But what makes this development potentially interesting, and different from what is being offered by its competitors - for better or worse - is that Walmart plans to make the video content “shoppable.”

What does that mean? According to the story, “New advertising technology may be coming to Vudu that will enable viewers to purchase products as seen in TV shows and movies. Without knowing exactly how it will be implemented, it seems similar to Amazon’s X-Ray technology that displays IMBd information on a per-scene basis — except instead of a list of actors in each scene, you’ll theoretically see stuff like toilet paper or a 12-pack of soda. With this model, Walmart could make its money back from viewers who buy products and have them delivered to their homes or pick them up in store. Advertisers may also sponsor this content, so brace yourself for the awkwardly forward placement of branded products.”

Engadget reports that “Walmart has been pitching ad agencies on its plans over the last several weeks, while suppliers have committed to tens of millions of dollars in ad sales.”
KC's View:
I have no particular problem with the idea that if I see an item onscreen while watching a TV show or movie, it’d be nice if on occasion I could get information about where or how to buy it. I’d like it to be non-intrusive … I wouldn’t be inclined to stop what I’m watching to make a purchase, but would rather be able to go back somehow through a kind of index. But I’m probably an outlier on this … I’m hardly the target audience for this service.

I do find it a little perplexing that they want to offer this functionality and sell commercial time. Really? Both? Seems a little much to me … but again, I’m not the target.

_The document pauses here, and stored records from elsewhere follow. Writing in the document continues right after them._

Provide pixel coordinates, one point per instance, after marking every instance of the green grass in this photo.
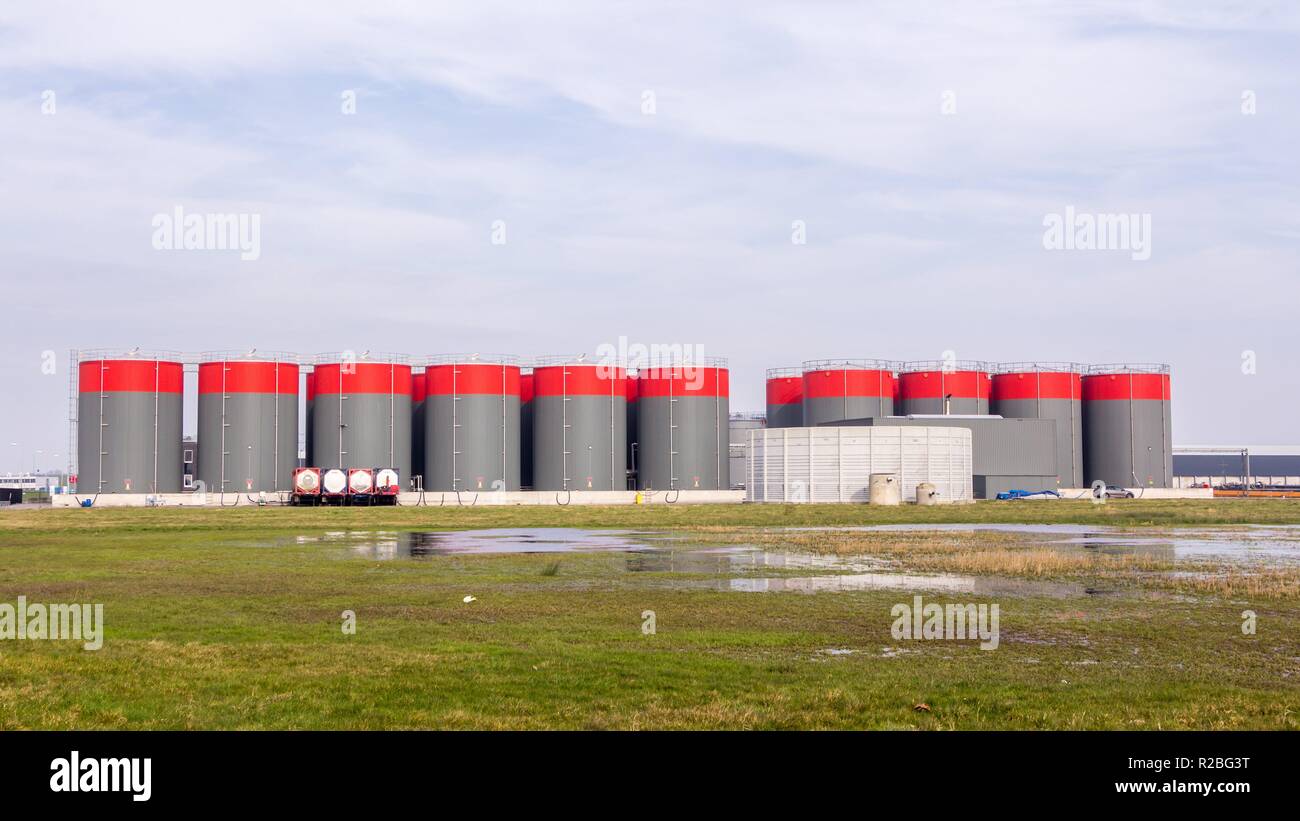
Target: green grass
(206, 633)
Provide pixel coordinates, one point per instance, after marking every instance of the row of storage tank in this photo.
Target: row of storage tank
(453, 424)
(1113, 421)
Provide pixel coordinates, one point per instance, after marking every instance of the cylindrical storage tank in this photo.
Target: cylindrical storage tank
(310, 422)
(839, 390)
(737, 434)
(363, 413)
(417, 390)
(1047, 391)
(580, 425)
(944, 387)
(247, 421)
(885, 489)
(633, 430)
(471, 415)
(129, 413)
(525, 429)
(784, 398)
(683, 422)
(1127, 433)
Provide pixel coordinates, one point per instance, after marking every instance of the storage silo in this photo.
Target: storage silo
(837, 390)
(739, 434)
(525, 428)
(784, 396)
(417, 390)
(944, 387)
(633, 430)
(683, 422)
(1047, 391)
(129, 412)
(247, 421)
(363, 412)
(580, 425)
(1127, 431)
(471, 413)
(308, 421)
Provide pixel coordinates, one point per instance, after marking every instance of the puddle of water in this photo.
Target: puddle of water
(1252, 543)
(941, 582)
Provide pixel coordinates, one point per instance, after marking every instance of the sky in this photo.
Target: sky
(768, 182)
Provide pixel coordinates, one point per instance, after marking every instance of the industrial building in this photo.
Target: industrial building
(385, 424)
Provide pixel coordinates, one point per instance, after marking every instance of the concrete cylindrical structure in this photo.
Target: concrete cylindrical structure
(1127, 431)
(129, 413)
(633, 430)
(525, 429)
(308, 421)
(1047, 391)
(417, 394)
(247, 422)
(944, 387)
(784, 398)
(580, 425)
(471, 415)
(683, 422)
(363, 413)
(839, 390)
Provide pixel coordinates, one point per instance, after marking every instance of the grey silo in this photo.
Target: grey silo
(129, 417)
(362, 413)
(837, 390)
(1047, 391)
(247, 421)
(1127, 425)
(308, 418)
(525, 428)
(417, 390)
(472, 424)
(580, 420)
(683, 426)
(958, 387)
(784, 398)
(737, 431)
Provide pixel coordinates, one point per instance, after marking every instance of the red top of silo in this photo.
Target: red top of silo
(580, 379)
(1135, 382)
(1034, 381)
(363, 378)
(464, 378)
(837, 378)
(248, 377)
(939, 379)
(130, 376)
(684, 381)
(784, 386)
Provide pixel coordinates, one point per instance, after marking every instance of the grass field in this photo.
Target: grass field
(208, 626)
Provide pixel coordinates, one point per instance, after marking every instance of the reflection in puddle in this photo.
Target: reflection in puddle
(1252, 543)
(944, 582)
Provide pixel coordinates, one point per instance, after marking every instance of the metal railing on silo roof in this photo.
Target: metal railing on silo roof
(129, 353)
(1039, 368)
(779, 373)
(850, 364)
(947, 365)
(251, 355)
(364, 356)
(471, 359)
(1117, 368)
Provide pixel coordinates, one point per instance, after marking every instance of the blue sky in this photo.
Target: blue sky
(923, 227)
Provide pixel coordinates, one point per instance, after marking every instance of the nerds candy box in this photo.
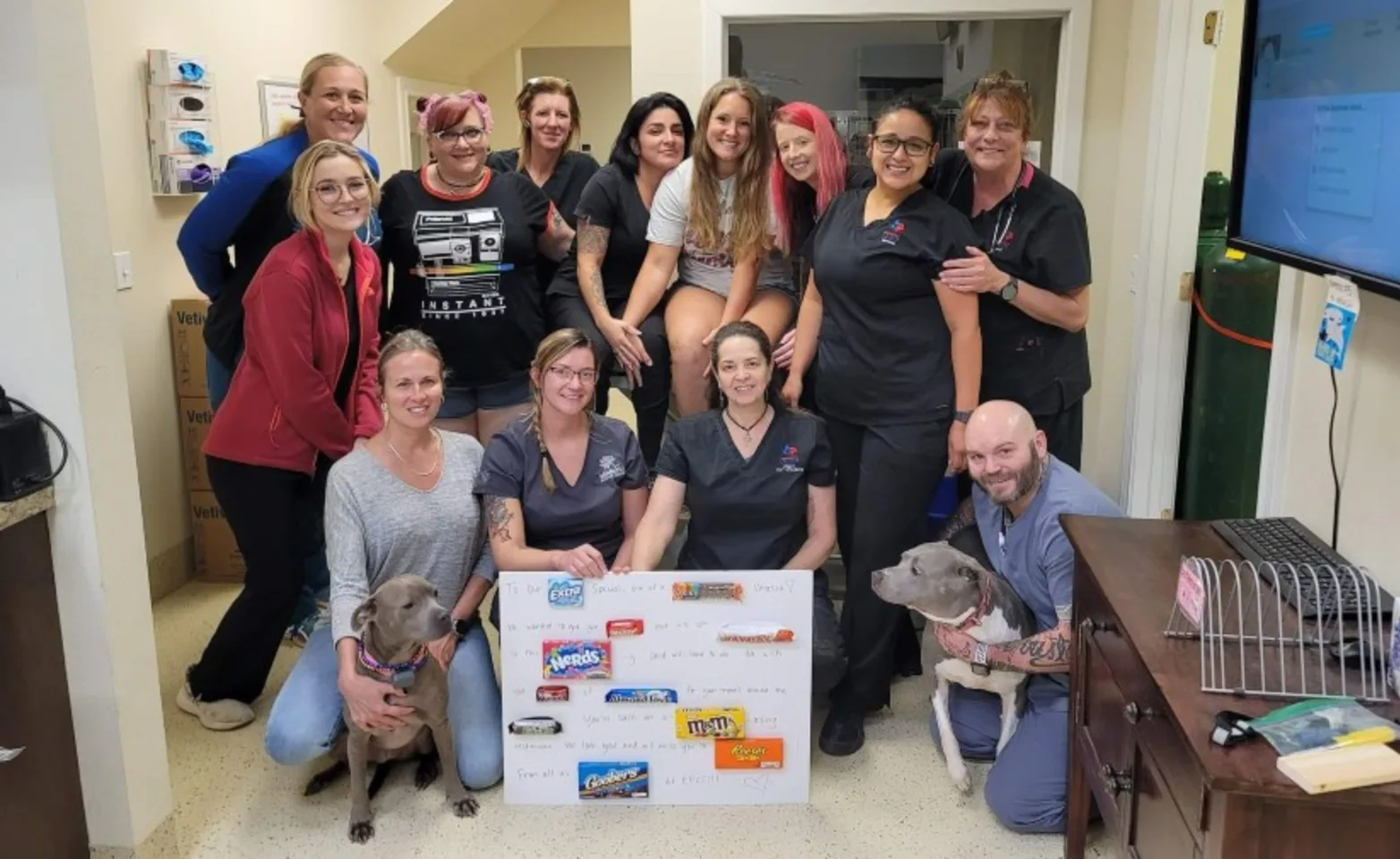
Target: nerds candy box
(577, 660)
(602, 779)
(566, 593)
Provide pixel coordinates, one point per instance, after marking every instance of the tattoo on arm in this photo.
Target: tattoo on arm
(962, 518)
(1043, 653)
(499, 516)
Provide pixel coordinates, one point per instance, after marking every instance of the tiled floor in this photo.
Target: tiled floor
(891, 799)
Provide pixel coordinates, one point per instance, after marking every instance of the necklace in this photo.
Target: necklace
(747, 431)
(456, 185)
(437, 455)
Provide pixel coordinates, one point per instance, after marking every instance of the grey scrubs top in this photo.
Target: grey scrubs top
(587, 513)
(745, 514)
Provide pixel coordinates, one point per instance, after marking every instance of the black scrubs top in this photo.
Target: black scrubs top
(588, 511)
(884, 345)
(610, 200)
(1037, 234)
(565, 188)
(745, 514)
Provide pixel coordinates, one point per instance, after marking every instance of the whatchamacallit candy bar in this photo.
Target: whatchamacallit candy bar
(707, 591)
(755, 633)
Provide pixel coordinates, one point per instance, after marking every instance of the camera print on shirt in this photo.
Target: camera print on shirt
(461, 262)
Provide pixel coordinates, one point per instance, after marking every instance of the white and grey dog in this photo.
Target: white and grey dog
(951, 588)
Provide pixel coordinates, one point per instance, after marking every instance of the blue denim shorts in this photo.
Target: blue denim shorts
(465, 402)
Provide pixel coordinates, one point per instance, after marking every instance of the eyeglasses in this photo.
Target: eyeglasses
(915, 147)
(329, 191)
(568, 374)
(469, 134)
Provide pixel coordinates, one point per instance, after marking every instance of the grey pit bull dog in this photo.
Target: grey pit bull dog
(948, 586)
(395, 625)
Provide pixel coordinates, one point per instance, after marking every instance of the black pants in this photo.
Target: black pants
(653, 397)
(885, 477)
(828, 653)
(276, 519)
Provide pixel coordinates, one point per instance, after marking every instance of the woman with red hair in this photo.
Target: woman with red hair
(809, 173)
(465, 243)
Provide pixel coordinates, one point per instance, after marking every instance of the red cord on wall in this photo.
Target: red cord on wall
(1225, 332)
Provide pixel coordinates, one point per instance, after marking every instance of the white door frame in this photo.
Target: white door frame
(1071, 73)
(1182, 80)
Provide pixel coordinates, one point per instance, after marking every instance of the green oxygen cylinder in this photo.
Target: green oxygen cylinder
(1228, 371)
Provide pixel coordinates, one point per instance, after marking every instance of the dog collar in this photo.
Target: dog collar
(399, 673)
(983, 608)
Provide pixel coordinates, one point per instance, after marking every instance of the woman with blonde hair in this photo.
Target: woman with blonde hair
(551, 124)
(712, 217)
(401, 504)
(302, 396)
(563, 487)
(465, 243)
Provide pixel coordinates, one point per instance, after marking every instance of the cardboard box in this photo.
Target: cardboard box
(188, 344)
(216, 551)
(195, 419)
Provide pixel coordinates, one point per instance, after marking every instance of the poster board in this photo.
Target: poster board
(277, 102)
(590, 744)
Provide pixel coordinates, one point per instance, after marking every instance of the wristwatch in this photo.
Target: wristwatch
(979, 660)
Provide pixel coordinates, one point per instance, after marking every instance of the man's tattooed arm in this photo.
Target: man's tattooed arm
(962, 518)
(499, 518)
(593, 248)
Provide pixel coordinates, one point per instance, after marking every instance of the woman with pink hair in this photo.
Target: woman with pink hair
(465, 243)
(809, 173)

It is worth noting that the story suggests that Walmart wants to do this so it can lay off as many of its content costs onto outside companies via this functionality … which is very different from Amazon, which sees its content investments as part of a larger ecosystem play. I’m not saying which one is right, or that both cannot survive. But I prefer the Amazon approach … it is somehow less overtly commercial to me, though the commercial aspects of connecting millions of people to its ecosystem clearly is powerful.